Aboriginal leaders are convinced that's the state of play with the justice system in Queensland.

Small fines handed out this week to a white man and his son who assaulted an indigenous teenager and dragged him with a noose around his
neck have inflamed already tense race relations on the Queensland-NSW border.

David Hillary Tomkins, 44, and his son Clint William Tomkins, 23, faced court in the southern Queensland town of Goondiwindi over the assault on 16-year-old Alan Boland on November 30 last year.

The incident happened on a farm outside Goondiwindi where both Tomkins worked just four days after riots occurred in the indigenous community of Palm Island, off the north Queensland coast.

Rioters there burned down the local police station and courthouse after learning a man who died in custody a week earlier had suffered injuries including a punctured lung and broken ribs.

Publicity surrounding Palm Island ensured that the Goondiwindi noose incident would also attract national attention.

And this week it has become the source of outrage for the Aboriginal community after what was supposed to be a committal hearing for Tomkins and son on serious assault charges ended with both being fined $A500 ($NZ538).

Charges against the pair were reduced from assault causing bodily harm to assault and both pleaded guilty.

The two farm employees were also ordered to each pay $A300 compensation to the victim and had their convictions recorded.

What had been a small crowd of about 25 protesters when court proceedings began that day quadrupled as the Tomkins were helped out a side door with police protection.

Protesters waved placards declaring "one law for whites and one law for blacks - still" and "this is KKK land".

Mr Boland, still said to be traumatised by the incident, did not attend court to give evidence.

Local indigenous leader Bert Button said the youth's mother Roslyn Boland was pressured by prosecutors into accepting a plea bargain.

He said she agreed to the proposal not realising that David and Clint Tomkins would escape jail.

Aboriginal Legal Aid will appeal to the Director of Public Prosecutions and Queensland Attorney-General Rod Welford, while civil action against the Tomkins is being considered.

"This is going to incite racial violence," Mr Button said.

"The justice system stinks.
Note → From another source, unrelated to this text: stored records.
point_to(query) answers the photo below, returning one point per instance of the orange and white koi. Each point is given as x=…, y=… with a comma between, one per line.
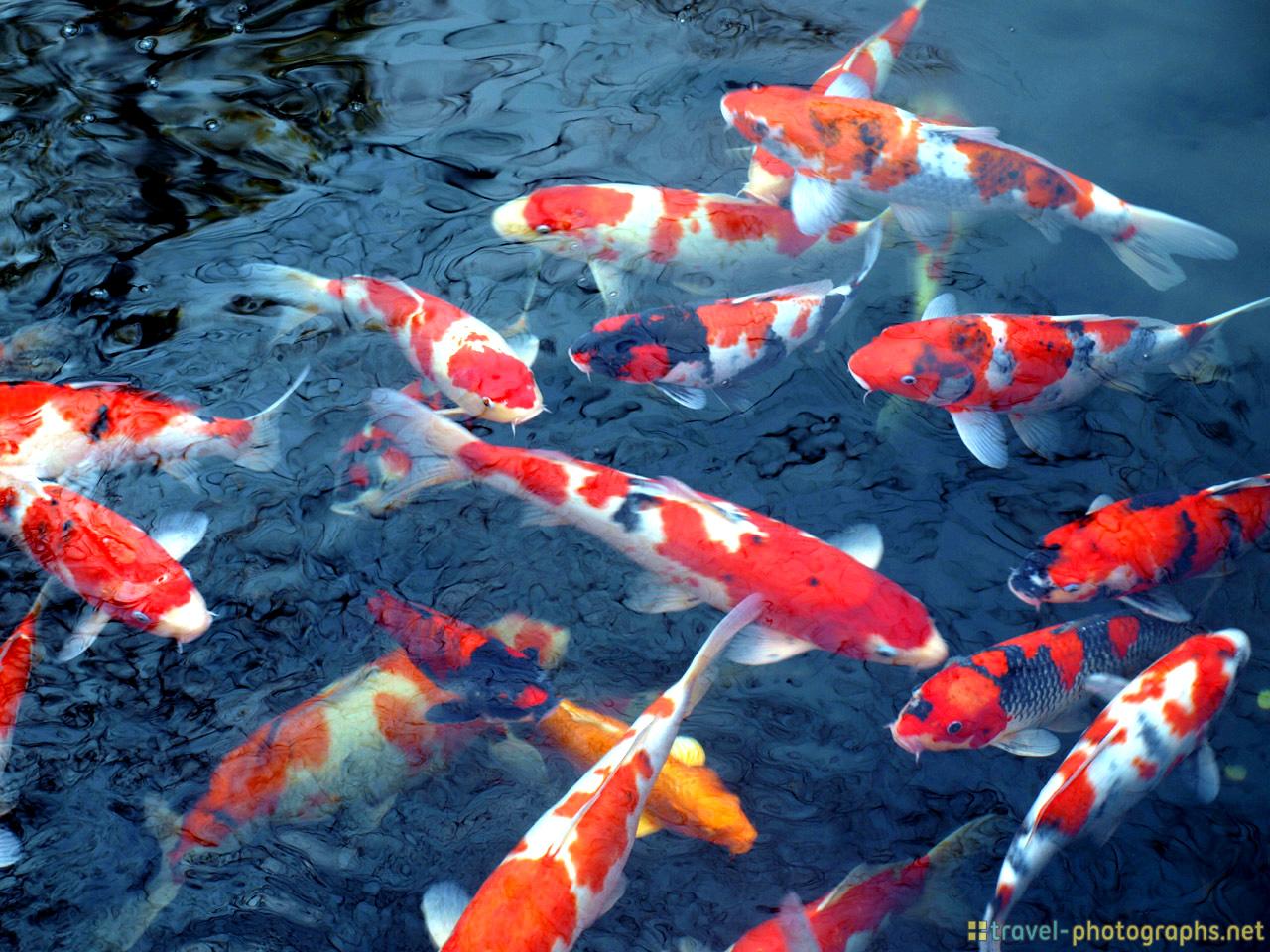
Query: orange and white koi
x=688, y=798
x=107, y=560
x=1153, y=724
x=866, y=67
x=1005, y=694
x=847, y=149
x=456, y=353
x=1128, y=548
x=649, y=231
x=694, y=547
x=53, y=429
x=685, y=350
x=567, y=871
x=861, y=906
x=983, y=366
It's saying it's all right for non-indigenous people to go and put a rope around someone's neck and drag them up and down a river and give them a flogging. We're saying that's not on."
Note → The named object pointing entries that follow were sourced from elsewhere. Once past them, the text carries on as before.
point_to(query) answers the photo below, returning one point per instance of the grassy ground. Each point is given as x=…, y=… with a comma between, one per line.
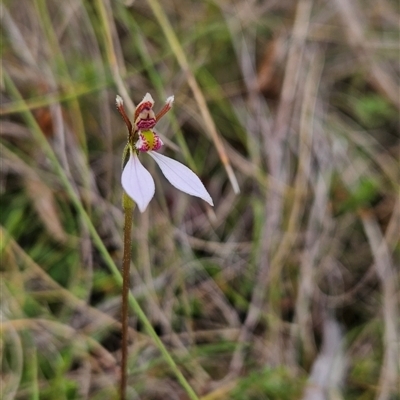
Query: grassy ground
x=288, y=289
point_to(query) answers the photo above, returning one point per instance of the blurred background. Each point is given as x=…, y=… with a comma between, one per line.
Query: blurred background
x=288, y=111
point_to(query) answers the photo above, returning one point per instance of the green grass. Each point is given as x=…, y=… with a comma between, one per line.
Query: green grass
x=232, y=301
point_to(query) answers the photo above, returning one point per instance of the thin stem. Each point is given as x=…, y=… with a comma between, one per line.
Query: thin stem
x=128, y=209
x=48, y=151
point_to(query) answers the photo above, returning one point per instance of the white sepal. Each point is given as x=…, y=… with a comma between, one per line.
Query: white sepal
x=137, y=182
x=181, y=177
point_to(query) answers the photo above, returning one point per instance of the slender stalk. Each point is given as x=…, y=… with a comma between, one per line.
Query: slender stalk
x=128, y=206
x=64, y=179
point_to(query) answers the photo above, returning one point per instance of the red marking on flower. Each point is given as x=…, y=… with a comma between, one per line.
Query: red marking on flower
x=146, y=106
x=148, y=141
x=146, y=124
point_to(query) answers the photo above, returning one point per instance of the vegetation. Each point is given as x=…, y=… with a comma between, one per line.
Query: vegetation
x=286, y=289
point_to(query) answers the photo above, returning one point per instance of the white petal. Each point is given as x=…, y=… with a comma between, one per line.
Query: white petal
x=137, y=182
x=181, y=177
x=119, y=101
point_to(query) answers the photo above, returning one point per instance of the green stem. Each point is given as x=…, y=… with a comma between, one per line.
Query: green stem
x=126, y=261
x=49, y=152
High profile Aboriginal activist Murrandoo Yanner, who was prominent in the aftermath of the Palm Island controversy, said the leniency of the decision was outrageous.

"I bet if two blackfellas had gone out and done that to two or three white children we would not be receiving an $A800 fine," he said.

"That alone is the essence of the proof of racism.

"You can't imagine two blacks being let off with an $A800 fine for doing a similar thing, that's impossible in this state."

But the lawyer for the two men strongly rejects the argument that race played a part in the incident and that they were just protecting property.

Mr Boland was with three other residents of the Toomelah Aboriginal Mission, just across the NSW border from Goondiwindi, on the day of the incident at the farm. His mother said they were looking to steal marijuana.

The Tomkins' lawyer Robbie Davies said the farm had been subjected to frequent break-ins and local police had given the owner permission to restrain offenders.

Mr Davies said the Tomkins' actions were not race related.

"It's a pity they didn't have the hindsight to put a rope around his waist and not his neck," he said.

"This is not a racial event. It would have been the same if it was a white youth.

"It's been misconstrued to everyone's grave horror and concern."

Police in Goondiwindi reported a quiet night after Wednesday's controversial court case.

But the region has known race trouble in the past and friends of the Tomkins have reportedly said the family fears reprisals.

"They've received death threats, been threatened to have their house burned down. They're doing it tough," family friend Kurt Rabbitt said earlier this year.